A Lei 10.101 consigna as formas de apuração para programa de participação dos trabalhadores nos lucros ou resultados da empresa. Disciplina em seu art. 2º, §1º e incisos, que podem ser considerados os seguintes critérios: I – índice de produtividade, qualidade ou lucratividade da empresa; II – programa de metas, resultados e prazos, pactuados previamente.
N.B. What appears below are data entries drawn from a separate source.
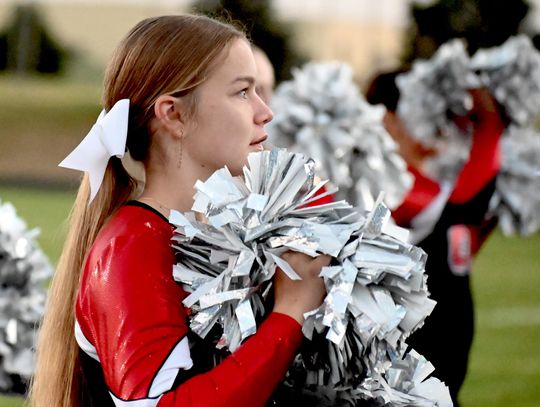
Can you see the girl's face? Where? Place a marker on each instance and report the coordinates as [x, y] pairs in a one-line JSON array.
[[229, 118]]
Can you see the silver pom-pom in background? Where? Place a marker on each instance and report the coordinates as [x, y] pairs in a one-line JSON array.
[[321, 113], [24, 270], [516, 201], [435, 89], [512, 73], [376, 290]]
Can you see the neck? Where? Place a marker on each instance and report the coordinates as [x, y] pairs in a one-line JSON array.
[[173, 189]]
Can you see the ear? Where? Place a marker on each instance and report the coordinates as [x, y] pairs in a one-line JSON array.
[[168, 114]]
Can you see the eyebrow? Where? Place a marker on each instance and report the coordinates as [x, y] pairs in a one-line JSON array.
[[248, 79]]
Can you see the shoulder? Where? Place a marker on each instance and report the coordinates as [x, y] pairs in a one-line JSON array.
[[134, 241]]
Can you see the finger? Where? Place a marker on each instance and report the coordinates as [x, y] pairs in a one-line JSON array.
[[321, 261]]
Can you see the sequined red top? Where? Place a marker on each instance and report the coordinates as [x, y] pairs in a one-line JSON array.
[[132, 329]]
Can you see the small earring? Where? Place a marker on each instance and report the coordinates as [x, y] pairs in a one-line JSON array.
[[180, 148]]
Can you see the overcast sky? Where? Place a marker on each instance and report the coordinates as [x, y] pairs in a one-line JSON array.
[[388, 11]]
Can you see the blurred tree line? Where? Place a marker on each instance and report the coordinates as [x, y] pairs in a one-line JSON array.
[[481, 23], [26, 45], [257, 18]]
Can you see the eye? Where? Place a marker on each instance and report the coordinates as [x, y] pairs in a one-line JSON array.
[[244, 93]]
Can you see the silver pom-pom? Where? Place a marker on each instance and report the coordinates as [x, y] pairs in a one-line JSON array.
[[322, 114], [516, 201], [24, 269], [433, 89], [512, 73], [376, 289]]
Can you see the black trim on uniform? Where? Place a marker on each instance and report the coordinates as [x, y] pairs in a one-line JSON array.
[[147, 207]]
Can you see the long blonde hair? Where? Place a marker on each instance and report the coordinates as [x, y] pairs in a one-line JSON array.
[[160, 55]]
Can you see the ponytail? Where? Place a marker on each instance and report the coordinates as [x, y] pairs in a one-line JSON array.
[[57, 376]]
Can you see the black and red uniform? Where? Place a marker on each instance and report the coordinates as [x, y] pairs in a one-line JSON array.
[[452, 226], [132, 329]]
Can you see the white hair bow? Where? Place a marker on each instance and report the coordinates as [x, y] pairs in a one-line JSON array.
[[106, 139]]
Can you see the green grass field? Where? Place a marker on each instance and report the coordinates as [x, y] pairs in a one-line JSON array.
[[505, 365]]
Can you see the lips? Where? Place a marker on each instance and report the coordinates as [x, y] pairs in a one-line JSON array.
[[259, 140]]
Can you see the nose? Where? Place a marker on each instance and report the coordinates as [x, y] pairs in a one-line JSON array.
[[263, 114]]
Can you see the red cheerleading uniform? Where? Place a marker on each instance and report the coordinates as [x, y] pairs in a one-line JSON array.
[[457, 228], [132, 328]]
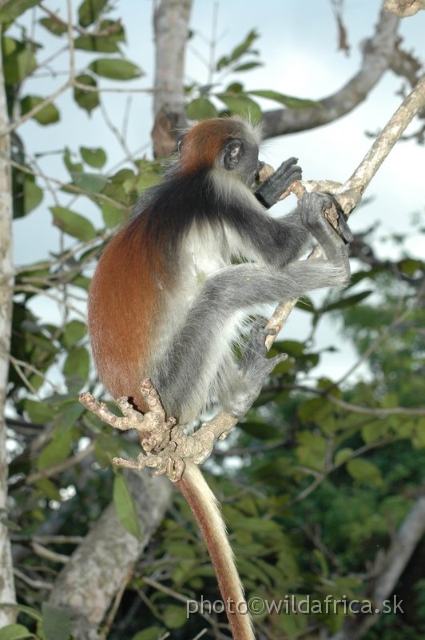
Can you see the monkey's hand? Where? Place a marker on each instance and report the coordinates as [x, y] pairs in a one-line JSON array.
[[270, 190], [255, 368], [318, 207]]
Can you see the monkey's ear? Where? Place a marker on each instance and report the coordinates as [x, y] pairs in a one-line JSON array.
[[180, 142], [232, 154]]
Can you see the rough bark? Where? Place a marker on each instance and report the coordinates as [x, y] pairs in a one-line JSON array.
[[7, 589], [88, 582], [171, 26], [377, 55]]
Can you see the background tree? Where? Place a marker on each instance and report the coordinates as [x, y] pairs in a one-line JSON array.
[[322, 484]]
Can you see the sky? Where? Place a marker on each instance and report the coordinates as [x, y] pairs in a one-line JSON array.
[[298, 46]]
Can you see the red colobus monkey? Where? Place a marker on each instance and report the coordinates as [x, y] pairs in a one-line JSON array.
[[167, 301]]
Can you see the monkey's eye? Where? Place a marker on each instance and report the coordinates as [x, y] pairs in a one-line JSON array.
[[232, 154]]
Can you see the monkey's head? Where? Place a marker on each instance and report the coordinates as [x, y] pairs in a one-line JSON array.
[[229, 144]]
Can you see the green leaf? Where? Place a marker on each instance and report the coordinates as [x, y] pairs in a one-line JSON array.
[[15, 632], [77, 363], [89, 11], [39, 412], [87, 100], [410, 266], [201, 109], [244, 46], [48, 489], [107, 43], [364, 471], [27, 195], [90, 182], [19, 61], [242, 105], [288, 101], [311, 451], [112, 216], [47, 115], [56, 622], [11, 9], [115, 69], [124, 505], [94, 157], [53, 25], [261, 431], [153, 633], [247, 66], [75, 330], [22, 608], [73, 223], [343, 455]]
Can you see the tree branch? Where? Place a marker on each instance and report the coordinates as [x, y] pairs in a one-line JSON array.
[[171, 25], [88, 582], [377, 55], [7, 588]]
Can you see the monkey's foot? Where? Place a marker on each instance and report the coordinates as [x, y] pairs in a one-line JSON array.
[[256, 367]]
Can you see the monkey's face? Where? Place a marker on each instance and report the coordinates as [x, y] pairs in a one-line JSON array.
[[241, 157]]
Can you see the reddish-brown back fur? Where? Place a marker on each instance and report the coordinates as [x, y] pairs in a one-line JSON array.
[[123, 311]]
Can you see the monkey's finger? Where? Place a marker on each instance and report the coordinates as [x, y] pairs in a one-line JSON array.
[[343, 228], [271, 190]]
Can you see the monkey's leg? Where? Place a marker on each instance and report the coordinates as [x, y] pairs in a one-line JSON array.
[[190, 376]]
Destarte, os programas disciplinados pela Lei 10.101/2000 podem ser classificados como: participação nos lucros (lucratividade), participação nos resultados (operacionais) e participação nos lucros e resultados (lucratividade e resultados operacionais).
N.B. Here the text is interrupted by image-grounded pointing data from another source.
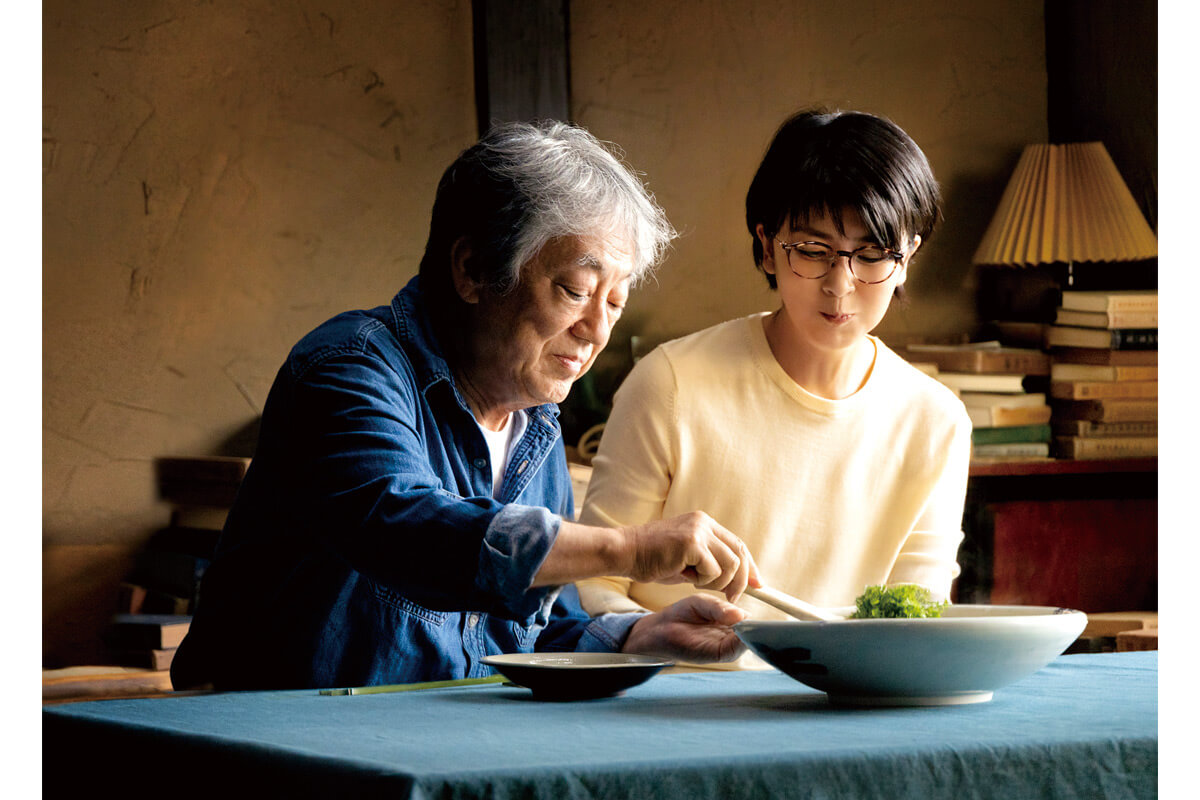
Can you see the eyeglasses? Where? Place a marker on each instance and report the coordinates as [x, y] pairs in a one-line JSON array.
[[868, 264]]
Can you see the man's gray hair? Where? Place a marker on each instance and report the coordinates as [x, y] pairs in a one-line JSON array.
[[523, 185]]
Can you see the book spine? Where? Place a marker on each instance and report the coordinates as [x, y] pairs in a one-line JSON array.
[[1012, 450], [1133, 319], [1110, 302], [1134, 338], [1091, 429], [1030, 415], [1083, 447], [1108, 410], [1014, 433], [1103, 389]]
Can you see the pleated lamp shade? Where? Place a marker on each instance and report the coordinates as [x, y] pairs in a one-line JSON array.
[[1066, 203]]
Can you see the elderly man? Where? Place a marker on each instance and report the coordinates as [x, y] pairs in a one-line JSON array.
[[408, 510]]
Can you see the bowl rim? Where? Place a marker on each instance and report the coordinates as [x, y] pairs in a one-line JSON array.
[[574, 661], [1017, 614]]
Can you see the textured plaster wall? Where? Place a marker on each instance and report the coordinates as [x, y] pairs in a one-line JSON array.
[[220, 176], [694, 90], [217, 179]]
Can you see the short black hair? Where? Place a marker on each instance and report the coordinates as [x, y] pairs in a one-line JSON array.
[[822, 162]]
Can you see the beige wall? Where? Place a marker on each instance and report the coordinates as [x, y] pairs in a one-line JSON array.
[[221, 176], [694, 90]]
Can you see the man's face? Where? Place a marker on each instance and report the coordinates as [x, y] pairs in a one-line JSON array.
[[533, 343]]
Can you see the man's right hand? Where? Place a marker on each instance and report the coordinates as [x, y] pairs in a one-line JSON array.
[[690, 548]]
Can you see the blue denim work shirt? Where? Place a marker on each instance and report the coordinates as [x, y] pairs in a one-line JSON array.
[[365, 546]]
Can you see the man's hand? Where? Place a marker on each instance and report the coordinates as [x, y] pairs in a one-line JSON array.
[[691, 548], [696, 629]]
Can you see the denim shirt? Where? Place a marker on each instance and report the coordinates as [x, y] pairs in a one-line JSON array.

4 EXCLUSÃO DAS ENTIDADES SEM FINS LUCRATIVOS
Há uma diferenciação apresentada pela Lei 10.101, que exclui as entidades sem fins lucrativos da participação em programa de lucros e resultados.
“§ 3º Não se equipara a empresa, para os fins desta Lei:
I – a pessoa física;
II – a entidade sem fins lucrativos que, cumulativamente:
a) não distribua resultados, a qualquer título, ainda que indiretamente, a dirigentes, administradores ou empresas vinculadas;
b) aplique integralmente os seus recursos em sua atividade institucional e no País;
c) destine o seu patrimônio a entidade congênere ou ao poder público, em caso de encerramento de suas atividades;
d) mantenha escrituração contábil capaz de comprovar a observância dos demais requisitos deste inciso, e das normas fiscais, comerciais e de direito econômico que lhe sejam aplicáveis.”
A expressa exclusão das entidades sem fins lucrativos faz com que os empregados destas não participem dos lucros ou dos resultados das entidades do Terceiro Setor. É evidente que não há como os empregados de entidades do Terceiro Setor participarem dos lucros, na medida em não há distribuição de lucros nestas entidades. Porém, estas podem ter resultados operacionais – entendidos como tais, os alcances dos objetivos à que se propõe, que podem ser estabelecidos através de programa de metas.
Vê-se, na espécie, possível discriminação e/ou possível tratamento não isonômico, haja vista que a norma infraconstitucional está excluindo os empregados de entidades do terceiro setor da participação em programa de resultados.
Para tratar dessa exclusão, primeiro faz-se necessária uma breve explanação no que tange aos seguintes aspectos: diferença entre lucro e resultado, programa de metas e engajamento dos trabalhadores em programa de metas.
5 DISTINÇÃO ENTRE LUCRO E RESULTADO
Há de se fazer uma necessária distinção entre lucro e resultado. Na definição de Jessé Alencar da Silva :
“o lucro nos termos dos PPLR é o contábil, que é encontrado no confronto direto das receitas, despesas e custos. Seu controle é efetuado através da escrituração nas respectivas contas contábeis refletido nas Demonstrações Contábeis […] e, o resultado diz respeito: ”ao alcance de metas relacionadas com a produtividade, qualidade e outros fatores pertinentes à realidade de cada empresa. Não implica obrigatoriamente a vinculação de ganho do ponto de vista contábil, podendo assumir diferentes aspectos de desafios na relação de trabalho.”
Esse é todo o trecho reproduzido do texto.